Fly Out caught up with Anthony to get the low down on that day, and the epic trout that made it so memorable.
FO: What was the day like leading up to hooking into that monster? What were you doing in AK?
AC: My fiancé, Erika, and I had traveled up to Alaska to attend our good friend, Lee Kuepper's, wedding. To my benefit, Lee just so happens to be a top shelf guide on the Kenai River, and was able to finagle a few days off prior to the wedding to soak us some leisure time on the water with a few of us boys. It was a laid back, beer drinkin' type of day, and I certainly wasn't hard pressed to catch many fish. Just being out there with a good friend that I hadn't seen in over a year, catching up, and enjoying the 70 degree summer weather was the only agenda we had.
Interestingly enough, while we were sitting at the ramp rigging up rods, I decided to pull all the line off of my reel for no real reason in particular. When I got about 10 feet into the backing, I found a knot where the backing had doubled over itself and locked the line from coming out. Kharma......? Maybe Fate......? Looking back now, catching this potential game-stopper would prove to be pretty damn important about four hours later.
FO: How was the fishing?
AC: We'd been pounding the banks with flesh and hitting solid fish pretty consistently all morning. We had put some good two footers to the net and I was happy with that. We were getting towards the end of the float – coming along a big shady bend when the bobber disappeared again.
FO: Did you know it was huge when you hooked it?
AC: Yes. Though honestly, for the first 10 seconds I thought it mayhave been a Sockeye snagged in the butt.
FO: How was the fight?
AC: The initial run was impressive. It shot directly upriver and was quickly into my backing, similar to a coastal Steelhead from back home. Lee was pulling on the sticks hard to try and lessen the distance, but the current in this main flow was strong and it was all he could do to slow us down. I bent the rod to the cork and turned his head back downriver. Fortunately, you don't have to be that tender with 12lb flouro. After some strong, steady head shakes and a few more runs, he rose from the blue water and just hovered near the surface. Lee, not thinking that it was even close to ready yet, was focused on finding a place to eddy out. I looked back at Lee and said "I think he may be ready." You don't expect the fat kids to have that much stamina anyways.
FO: What was the most remarkable thing about that fish?

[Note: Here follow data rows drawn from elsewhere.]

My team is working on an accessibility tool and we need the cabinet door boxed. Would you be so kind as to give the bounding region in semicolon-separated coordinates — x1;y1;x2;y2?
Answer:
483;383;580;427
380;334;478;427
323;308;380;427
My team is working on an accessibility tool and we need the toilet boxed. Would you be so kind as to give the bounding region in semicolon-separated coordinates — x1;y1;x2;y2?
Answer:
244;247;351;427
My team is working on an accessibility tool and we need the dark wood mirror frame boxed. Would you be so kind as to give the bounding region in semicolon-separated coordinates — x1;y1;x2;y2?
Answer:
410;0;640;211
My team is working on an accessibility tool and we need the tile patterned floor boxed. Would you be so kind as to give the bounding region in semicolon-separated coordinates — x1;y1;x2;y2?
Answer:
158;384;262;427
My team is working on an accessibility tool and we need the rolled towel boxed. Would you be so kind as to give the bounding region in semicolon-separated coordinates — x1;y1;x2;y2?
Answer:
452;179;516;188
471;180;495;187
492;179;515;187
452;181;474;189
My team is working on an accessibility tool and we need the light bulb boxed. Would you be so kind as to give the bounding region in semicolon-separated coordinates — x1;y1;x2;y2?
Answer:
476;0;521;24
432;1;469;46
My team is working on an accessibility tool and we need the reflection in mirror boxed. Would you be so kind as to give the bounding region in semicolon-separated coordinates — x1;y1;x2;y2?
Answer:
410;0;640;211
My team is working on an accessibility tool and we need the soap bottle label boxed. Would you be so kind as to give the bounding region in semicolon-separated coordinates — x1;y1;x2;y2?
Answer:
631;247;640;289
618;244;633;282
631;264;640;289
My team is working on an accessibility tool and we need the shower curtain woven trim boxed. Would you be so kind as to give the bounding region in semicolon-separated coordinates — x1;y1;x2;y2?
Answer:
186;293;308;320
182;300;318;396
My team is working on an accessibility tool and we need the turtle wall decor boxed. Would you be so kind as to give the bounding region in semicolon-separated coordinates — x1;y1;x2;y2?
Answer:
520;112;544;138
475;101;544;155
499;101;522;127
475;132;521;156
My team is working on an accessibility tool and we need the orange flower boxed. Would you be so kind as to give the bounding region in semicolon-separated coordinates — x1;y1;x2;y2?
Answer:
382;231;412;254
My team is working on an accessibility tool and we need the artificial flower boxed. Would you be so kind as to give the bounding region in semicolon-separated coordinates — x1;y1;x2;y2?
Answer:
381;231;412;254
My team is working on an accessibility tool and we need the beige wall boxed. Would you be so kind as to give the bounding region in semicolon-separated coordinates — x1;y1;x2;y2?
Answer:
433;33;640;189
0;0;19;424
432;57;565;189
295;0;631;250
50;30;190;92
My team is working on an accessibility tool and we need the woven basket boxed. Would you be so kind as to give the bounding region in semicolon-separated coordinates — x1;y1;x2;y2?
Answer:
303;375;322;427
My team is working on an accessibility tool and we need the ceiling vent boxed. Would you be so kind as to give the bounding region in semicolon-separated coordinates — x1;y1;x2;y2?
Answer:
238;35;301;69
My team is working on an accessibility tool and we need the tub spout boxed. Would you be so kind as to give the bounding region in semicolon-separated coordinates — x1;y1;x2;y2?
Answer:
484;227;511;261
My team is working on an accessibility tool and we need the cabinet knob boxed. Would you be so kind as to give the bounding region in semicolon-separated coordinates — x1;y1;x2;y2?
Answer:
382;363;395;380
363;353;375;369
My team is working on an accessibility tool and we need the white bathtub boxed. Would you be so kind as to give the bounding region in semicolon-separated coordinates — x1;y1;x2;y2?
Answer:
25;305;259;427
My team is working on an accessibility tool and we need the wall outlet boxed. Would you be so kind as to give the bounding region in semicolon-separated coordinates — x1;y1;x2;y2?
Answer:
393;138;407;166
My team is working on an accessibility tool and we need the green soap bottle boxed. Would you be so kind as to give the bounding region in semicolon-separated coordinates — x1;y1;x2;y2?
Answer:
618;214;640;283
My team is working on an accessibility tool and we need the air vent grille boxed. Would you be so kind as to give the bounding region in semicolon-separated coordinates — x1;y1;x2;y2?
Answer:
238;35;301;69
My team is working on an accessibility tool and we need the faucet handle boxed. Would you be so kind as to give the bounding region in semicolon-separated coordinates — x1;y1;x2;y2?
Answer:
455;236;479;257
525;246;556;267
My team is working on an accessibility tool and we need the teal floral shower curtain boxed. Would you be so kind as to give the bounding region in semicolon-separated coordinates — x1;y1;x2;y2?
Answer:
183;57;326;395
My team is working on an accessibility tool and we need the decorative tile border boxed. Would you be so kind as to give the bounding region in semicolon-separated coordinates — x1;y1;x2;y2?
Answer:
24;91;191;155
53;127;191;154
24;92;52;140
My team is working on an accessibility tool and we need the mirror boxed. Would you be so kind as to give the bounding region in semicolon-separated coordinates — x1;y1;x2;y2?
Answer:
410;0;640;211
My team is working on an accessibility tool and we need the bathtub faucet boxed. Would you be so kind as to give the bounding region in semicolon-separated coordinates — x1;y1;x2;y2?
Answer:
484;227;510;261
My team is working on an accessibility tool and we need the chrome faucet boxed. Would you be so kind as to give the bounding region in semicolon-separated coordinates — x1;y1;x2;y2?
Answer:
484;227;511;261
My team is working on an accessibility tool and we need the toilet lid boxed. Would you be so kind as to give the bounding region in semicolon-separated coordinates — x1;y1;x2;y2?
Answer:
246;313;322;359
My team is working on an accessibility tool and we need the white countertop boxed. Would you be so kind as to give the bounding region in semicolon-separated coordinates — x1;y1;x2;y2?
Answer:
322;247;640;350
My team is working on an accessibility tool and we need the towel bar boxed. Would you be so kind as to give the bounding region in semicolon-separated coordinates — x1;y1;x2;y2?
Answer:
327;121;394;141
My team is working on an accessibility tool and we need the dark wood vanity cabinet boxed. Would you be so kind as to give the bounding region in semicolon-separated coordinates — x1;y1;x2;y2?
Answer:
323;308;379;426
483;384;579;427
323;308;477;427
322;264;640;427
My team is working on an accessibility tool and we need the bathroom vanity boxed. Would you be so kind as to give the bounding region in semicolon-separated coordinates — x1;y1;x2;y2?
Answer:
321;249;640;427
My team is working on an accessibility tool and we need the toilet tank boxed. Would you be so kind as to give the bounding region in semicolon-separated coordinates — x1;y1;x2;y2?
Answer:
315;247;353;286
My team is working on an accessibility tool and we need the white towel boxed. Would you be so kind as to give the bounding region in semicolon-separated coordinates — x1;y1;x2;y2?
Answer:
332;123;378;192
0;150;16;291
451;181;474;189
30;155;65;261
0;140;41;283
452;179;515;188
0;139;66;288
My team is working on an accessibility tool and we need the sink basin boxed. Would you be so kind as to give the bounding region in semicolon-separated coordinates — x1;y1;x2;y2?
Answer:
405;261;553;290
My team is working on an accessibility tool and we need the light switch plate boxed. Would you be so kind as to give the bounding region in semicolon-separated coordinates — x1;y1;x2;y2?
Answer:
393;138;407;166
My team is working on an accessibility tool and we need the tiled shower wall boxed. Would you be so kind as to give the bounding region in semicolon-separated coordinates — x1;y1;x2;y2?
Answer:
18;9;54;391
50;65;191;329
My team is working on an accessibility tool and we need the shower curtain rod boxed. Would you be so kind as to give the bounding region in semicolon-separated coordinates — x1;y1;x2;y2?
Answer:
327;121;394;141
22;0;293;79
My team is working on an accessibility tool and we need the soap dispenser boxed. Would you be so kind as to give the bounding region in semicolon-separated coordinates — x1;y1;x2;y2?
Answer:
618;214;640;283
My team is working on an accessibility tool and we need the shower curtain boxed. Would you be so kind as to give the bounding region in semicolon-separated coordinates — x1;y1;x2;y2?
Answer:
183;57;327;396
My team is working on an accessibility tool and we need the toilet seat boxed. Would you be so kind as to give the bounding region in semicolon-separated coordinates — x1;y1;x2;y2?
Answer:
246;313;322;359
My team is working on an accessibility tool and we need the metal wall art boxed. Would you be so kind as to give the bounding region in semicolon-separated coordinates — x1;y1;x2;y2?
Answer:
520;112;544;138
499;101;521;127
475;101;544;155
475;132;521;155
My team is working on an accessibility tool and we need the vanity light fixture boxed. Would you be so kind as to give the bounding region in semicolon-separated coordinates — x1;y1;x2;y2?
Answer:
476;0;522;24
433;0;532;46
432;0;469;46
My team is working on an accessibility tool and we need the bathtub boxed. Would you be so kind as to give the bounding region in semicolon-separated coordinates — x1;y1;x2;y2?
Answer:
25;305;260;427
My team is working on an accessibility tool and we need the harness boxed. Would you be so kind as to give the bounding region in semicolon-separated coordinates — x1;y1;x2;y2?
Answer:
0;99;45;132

AC: I was shocked by how flawless the fish was. Not a single scar or blemish on her. Many of the big fish on Alaska's popular waters seem to often have some battle scars from their angling encounters earlier in life. This fish was clean as a whistle. The girth was ridiculous. My arms were sore from holding it out of the water for the few seconds for that "Hero Shot." As I was releasing it, it finally set in how spectacular this fish was. As it eased back into the blue, and the broad shoulders faded away, we all just sat around for a few minutes in quiet awe.
Hands down the biggest trout I've held, and probably will ever hold. As a guide myself, I was just happy to be the one holding the rod that day. Catching a fish like that is a once in a lifetime experience. I feel very fortunate.